The problem:
The vertices of a convex polygon of 2007 sides are numbered from 1 to
2007. Each side and diagonal are colored either in red or blue. Prove that, for any permutation of the vertices, it is always possible to
find two integers $m, n$ such that the segment connecting them has the
same color as before the permutation.
So, what I understand from the wording of the problem is that you have a polygon with sides and diagonals painted in a certain way and its vertices numbered from 1 to 2007. A permutation of the vertices would be something like changing the numbers on the vertices and leaving the overall color-setting unchanged. The following image shows and example for a pentagon.
My attempt
If my interpretation of the problem is correct, then my approach consists in trying to use the pigeonhole principle somehow. First, I thought I could think of two sets, let's say $R$ and $B$ such that they are composed by all the $(a,b)$, with $a \ne b$ between 1 to 2007 that are connected by a red or blue segment, respectively. Now, the amount of diagonals and segments is $(1002)(2007)+2007$, an odd amount. That means $|R|+|B|$ must be an odd number, which implies that one of them is greater than the other, or in other words, the mimimal difference between them is 1.

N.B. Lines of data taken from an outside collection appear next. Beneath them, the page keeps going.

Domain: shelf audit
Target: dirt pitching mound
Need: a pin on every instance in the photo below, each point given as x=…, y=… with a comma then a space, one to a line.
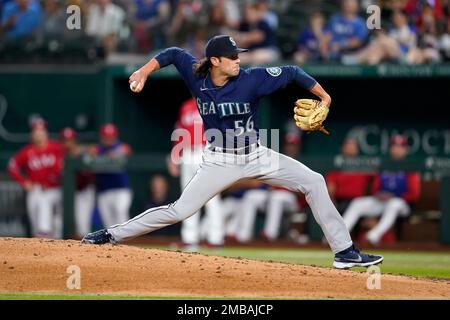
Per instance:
x=38, y=265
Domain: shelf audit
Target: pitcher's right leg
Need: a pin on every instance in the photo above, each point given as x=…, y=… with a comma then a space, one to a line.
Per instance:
x=209, y=180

Suppose, for example, that $|R|=|B|+1$ then at least one of the pairs of numbers in the $R$ set will have to remain there, meaning the color of the segment joining them will be the same as before the permutation.
Concerns
At first I thought this could be right, but when checking for a particular case (a square), I realized one cannot simply put any arbitrary pair of numbers in whatever set, because depending on the initial configuration, there seems to be a defined limit for the types of pairs (diagonals or segments) that can be contained in sets $R$ and $B$.In other words, for a given permutation it is possible to define sets $R$ and $B$, but the converse is not true (any configuration of sets $R$ and $B$ does not necessarily results in a valid permutation of the polygon).
I would like to see some other approaches.
Best Answer
Previous nonsense completely replaced.
The graph has $\binom{2007}2=2013021$ edges. Since this is an odd number, there cannot be equal numbers of red and blue edges. Without loss of generality assume that there are more red edges than blue. Any permutation of the vertices induces a permutation of the edges, and it is clearly impossible for a permutation of the edges to send every red edge to a blue edge. Thus, some red edge must be sent to a red edge.